Putting the schedd's database on the fastest disk
'''''''''''''''''''''''''''''''''''''''''''''''''

The *condor_schedd* frequently saves state to a file on disk, so that in event
of a crash, no jobs will be lost on a restart.  The cost of this reliability,
though, is relatively high.  In addition to writing to the disk, the schedd
uses the fsync system call to force all the data onto the disk. By default,
this file named job_queue.log is written to the :macro:`SPOOL` directory.
However, the configuration option :macro:`JOB_QUEUE_LOG` will override this path.  Setting
:macro:`JOB_QUEUE_LOG` to point to a file on a solid state or nvme drive will
make the schedd faster.  Ideally, this path should be on a filesystem that only
holds this file.

Avoiding shared filesystems for event logs
''''''''''''''''''''''''''''''''''''''''''

Another type of file the *condor_schedd* frequently writes to are job event
logs, those specified by the :subcom:`log` submit command.  When these are on
NFS or other distributed or slow filesystems, the whole system can slow down
tremendously.  If possible, encourage users not to put their event logs on such
slow filesystems.

Using third party (url / plugin) transfers when able
''''''''''''''''''''''''''''''''''''''''''''''''''''

HTCondor can transfer user's sandboxes to the EP in many ways.  The default
method, called HTCondor file transfer, or "cedar" file transfer, copies files
from the AP to the EP.  Obviously, this uses cpu, disk and network bandwidth on
the AP.  To the degree possible, changing large input file file transfers from
cedar, to http transfers from some third party server, moves the load off of
the AP, and onto an http server.  If one http server isn't sufficent there are
many methods for scaling http servers to handle additional load.

Limiting CPU or I/O bound procesing on the AP
'''''''''''''''''''''''''''''''''''''''''''''

The machine the *condor_schedd* runs on is typically a machine users can log
into, to prepare and submit jobs.  Sometimes, users will start long-running,
cpu or I/O heavy jobs on the submit machine, which can slow down the various
HTCondor services on that machine.  We encourage admins to try to limit this,
either by social pressure, or enforced by system limits on the user cpu.

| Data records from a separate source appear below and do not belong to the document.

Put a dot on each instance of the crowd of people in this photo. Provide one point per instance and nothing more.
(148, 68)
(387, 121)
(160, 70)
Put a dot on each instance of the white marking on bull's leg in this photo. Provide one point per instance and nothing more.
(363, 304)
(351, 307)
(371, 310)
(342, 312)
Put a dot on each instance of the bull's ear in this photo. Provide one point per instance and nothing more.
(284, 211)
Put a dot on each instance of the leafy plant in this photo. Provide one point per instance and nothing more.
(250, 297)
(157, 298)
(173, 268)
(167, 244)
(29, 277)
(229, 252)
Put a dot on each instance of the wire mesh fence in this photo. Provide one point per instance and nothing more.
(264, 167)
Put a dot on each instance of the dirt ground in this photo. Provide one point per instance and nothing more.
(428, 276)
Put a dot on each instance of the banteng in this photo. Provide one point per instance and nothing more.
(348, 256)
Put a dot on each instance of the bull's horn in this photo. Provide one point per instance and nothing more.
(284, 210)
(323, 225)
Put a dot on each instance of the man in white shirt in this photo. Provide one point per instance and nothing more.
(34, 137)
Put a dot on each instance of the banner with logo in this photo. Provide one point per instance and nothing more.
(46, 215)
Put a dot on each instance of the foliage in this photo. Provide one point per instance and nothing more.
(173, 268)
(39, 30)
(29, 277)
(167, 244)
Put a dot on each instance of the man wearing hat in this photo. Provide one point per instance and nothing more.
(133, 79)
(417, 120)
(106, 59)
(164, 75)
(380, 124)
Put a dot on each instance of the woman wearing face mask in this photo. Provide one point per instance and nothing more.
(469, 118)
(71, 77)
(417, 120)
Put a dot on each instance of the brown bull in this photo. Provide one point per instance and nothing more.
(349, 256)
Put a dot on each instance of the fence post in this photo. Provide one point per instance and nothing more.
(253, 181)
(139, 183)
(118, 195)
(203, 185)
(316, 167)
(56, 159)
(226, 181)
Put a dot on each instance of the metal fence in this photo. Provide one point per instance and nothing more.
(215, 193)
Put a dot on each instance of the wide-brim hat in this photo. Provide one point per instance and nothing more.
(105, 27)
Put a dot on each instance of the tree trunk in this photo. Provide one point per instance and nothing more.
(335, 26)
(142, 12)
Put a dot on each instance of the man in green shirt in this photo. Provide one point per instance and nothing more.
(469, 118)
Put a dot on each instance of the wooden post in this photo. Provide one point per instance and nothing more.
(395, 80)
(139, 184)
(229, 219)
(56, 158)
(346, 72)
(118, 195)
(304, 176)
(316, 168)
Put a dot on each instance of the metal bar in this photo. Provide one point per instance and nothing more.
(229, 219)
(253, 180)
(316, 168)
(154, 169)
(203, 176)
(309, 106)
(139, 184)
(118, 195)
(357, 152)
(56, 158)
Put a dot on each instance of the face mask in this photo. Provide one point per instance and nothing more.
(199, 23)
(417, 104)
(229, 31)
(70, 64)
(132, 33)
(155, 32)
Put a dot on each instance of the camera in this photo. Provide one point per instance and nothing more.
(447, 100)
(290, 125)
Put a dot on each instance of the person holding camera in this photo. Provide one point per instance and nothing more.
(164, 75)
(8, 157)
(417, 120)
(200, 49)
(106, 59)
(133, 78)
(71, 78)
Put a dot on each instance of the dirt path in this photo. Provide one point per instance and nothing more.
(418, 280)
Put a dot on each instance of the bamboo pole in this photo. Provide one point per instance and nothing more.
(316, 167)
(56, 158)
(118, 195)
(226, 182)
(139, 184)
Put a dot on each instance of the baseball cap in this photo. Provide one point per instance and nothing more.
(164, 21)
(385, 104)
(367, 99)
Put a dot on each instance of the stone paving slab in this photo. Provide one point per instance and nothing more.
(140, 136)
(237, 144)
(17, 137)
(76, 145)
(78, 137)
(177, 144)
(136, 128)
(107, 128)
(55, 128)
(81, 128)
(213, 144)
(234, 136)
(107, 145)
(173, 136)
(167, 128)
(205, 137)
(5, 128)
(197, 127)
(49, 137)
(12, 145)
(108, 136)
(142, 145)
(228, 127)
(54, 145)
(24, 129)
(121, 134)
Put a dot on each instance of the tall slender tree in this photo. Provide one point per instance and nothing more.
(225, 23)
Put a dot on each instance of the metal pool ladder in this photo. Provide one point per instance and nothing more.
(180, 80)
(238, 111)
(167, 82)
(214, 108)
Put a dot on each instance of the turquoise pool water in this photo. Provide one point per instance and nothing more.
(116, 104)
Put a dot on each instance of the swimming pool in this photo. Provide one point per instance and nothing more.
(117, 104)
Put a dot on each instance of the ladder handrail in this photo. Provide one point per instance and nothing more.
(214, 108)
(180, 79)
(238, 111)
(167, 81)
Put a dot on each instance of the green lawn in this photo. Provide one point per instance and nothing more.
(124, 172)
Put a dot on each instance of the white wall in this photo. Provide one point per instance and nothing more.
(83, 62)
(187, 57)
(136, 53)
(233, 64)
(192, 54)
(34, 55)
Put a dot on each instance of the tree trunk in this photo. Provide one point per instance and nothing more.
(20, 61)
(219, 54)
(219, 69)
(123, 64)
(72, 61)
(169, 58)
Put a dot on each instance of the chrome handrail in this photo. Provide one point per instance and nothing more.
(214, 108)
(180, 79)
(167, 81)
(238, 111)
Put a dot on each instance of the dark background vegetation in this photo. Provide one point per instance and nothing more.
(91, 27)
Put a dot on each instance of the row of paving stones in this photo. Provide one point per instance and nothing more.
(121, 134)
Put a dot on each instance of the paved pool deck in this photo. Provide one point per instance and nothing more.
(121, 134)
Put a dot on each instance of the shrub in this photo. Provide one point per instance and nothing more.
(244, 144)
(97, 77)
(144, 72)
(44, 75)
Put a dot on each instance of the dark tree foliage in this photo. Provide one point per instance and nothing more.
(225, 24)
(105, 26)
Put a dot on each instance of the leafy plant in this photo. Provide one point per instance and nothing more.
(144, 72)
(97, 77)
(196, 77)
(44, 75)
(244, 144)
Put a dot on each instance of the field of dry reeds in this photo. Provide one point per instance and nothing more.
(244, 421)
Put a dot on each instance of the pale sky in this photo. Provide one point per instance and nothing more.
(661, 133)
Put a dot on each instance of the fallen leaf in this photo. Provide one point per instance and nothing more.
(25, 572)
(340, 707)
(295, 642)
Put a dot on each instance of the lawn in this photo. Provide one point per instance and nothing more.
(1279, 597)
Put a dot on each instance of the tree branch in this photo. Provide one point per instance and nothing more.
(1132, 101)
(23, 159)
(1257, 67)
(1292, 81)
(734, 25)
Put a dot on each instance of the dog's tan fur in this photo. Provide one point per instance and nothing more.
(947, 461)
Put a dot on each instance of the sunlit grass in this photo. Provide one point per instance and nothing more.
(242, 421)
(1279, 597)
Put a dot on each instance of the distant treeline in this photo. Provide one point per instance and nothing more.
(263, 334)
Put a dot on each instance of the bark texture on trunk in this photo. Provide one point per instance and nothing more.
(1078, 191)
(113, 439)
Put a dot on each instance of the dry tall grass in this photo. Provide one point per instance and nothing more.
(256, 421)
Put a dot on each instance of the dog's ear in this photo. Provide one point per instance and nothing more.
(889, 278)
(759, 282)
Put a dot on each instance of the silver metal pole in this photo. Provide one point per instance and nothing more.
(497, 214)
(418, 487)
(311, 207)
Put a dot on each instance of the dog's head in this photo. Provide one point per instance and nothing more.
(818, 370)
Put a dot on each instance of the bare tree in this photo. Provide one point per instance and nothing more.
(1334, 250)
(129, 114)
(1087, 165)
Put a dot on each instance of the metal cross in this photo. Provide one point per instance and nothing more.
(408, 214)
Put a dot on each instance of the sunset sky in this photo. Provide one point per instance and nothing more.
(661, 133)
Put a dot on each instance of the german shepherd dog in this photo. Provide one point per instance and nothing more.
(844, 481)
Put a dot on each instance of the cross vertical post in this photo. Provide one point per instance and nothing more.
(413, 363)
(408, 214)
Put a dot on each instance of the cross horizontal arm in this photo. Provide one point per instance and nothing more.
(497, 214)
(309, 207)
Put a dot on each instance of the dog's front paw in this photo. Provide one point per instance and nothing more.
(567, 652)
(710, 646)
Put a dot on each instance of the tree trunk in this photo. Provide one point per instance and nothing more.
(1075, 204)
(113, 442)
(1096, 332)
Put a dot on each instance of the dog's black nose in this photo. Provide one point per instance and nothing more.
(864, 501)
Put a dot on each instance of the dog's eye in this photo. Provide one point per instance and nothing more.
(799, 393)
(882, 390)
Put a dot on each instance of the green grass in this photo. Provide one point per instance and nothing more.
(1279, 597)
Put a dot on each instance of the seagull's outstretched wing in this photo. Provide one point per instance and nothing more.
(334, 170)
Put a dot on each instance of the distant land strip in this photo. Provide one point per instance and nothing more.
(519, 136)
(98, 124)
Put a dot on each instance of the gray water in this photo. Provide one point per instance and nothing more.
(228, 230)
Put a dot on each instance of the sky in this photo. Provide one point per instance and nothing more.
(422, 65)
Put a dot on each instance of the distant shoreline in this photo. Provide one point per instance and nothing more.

.. _enabling htcondor annex:

Enabling ``htcondor annex`` on an AP
------------------------------------

The macro template :macro:`use feature:HPC_ANNEX` enables the ``annex``
noun of the :doc:`../man-pages/htcondor` command and configures HTCondor
to support it.

.. note::

    The following section is not normative; it reflects the implementation
    at the time of writing.

The annex pilot starts an EP which directly connects to the AP, using an
IDTOKEN generated by :doc:`../man-pages/condor_token_fetch`.  The AP will
only run a job on a directly-connected EP if that token's identifier is
the same as that job's :ad-attr:`Owner` attribute.  Obtaining this token will
naturally fail if the user running ``htcondor annex`` does not have
permission to submit jobs.  (The signing key used to generate the token is
automatically created as a result of the macro template and is used for no
other purpose.)

However, because the schedd does not have a stable address by default (its
shared port ID changes), the annex pilot needs a collector to look the
schedd up in.  So you will notice a small collector on the side; the
macro template calls it the "AP collector".  This collector performs two
other tasks: it generates the random key used to sign the pilot job's
token, and it holds a copy of the slot ads generated by annex EPs so that
``htcondor annex`` does not have to query the schedd for them, reducing
the load on that daemon.

The configuration assumes that IDTOKENS are enabled for both the schedd
and the collector, rather than trying to modify the security configuration
of those two daemons.

Finally, the macro template adds a job transform so that jobs submitted
with a ``TargetAnnexName`` attribute -- as jobs submitted via
``htcondor job submit --annex-name`` will have -- will only run on resources
with the same annex name and with the same owner.